The following describes how we assigned each profiled company’s primary line of business:

  • SaaS – The SaaS users appear to be looking to AWS (for the most part) to host their software without any special contribution from the IaaS side of the AWS house
  • Business Services – Profiled business services users often appear to have integrated cloud technical services into their offerings as well as using AWS software hosting. This might involve challenging data formats (video, big data), managing high volume data stores, management and delivery, high speed data ingestion, and/or workloads characterized by surges and peaks – as well as high levels of scaling requirements over time.
  • Social Networks – Social Networks ranged from business exchanges to purely social or affinity networks.
  • Gaming – Gaming companies have massive scale, with lots of variability, so the on-demand, elastic characteristics of public cloud are a good fit.
  • Analytics-as-a-Service – Analytics-as-a-Service providers supply reports, advice, consulting, etc. based on their proprietary analytic processes. Overall, analytics – adtech, recommendation engines, HPC, genomics, internet of things – appears to be a very important component of a significant minority of profiled AWS customer offerings. The fact that these use cases almost always reside outside of IT itself perhaps explains why the public cloud is such a popular landing platform for them.
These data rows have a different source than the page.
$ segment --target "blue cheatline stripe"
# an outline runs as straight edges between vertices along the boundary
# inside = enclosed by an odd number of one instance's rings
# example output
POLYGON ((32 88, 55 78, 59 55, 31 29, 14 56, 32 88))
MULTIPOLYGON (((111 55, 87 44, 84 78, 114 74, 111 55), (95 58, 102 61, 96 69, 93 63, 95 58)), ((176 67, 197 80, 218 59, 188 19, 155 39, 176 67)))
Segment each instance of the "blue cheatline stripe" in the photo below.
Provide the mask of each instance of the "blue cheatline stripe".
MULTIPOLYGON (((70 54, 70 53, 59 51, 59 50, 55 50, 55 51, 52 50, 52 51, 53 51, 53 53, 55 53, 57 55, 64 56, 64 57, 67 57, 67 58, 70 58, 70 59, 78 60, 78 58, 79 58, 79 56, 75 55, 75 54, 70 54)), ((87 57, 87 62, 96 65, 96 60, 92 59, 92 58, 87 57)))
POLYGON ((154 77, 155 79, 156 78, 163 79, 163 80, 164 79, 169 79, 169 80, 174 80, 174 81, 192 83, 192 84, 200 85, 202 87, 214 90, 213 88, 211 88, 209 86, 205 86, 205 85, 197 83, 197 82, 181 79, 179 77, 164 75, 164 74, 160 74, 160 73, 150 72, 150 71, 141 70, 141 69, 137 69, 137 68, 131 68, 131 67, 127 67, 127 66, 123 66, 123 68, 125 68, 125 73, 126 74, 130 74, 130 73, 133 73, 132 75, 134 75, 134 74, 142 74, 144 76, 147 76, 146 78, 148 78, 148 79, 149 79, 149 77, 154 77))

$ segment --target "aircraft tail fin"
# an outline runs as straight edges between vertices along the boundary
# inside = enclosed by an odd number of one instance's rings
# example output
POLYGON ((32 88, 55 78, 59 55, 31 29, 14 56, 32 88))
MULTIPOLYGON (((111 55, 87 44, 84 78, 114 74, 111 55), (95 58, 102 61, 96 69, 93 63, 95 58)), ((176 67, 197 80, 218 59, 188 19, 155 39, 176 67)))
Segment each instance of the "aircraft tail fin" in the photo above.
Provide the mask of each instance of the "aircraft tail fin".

  • On-line Retail – This group included Retailers whose business was 100% on-line. Retailers with storefronts or other delivery channels were included in our Enterprise customer category.
  • Payments Processing – E-commerce providers focusing on processing payments were included here.
  • Hosting – In most cases these were web hosters, but there were a few who hosted other types of services.

We treated Media and Entertainment (9% of the profiled sample) as a separate category, lumping traditional and cloud-centric media enterprises together, because they share a strong need for content management and digital distribution.Traditional media companies will have legacy data center considerations, while internet-centric companies will not, but the core workload requirements for their public cloud expenditures make them more similar than different in our view.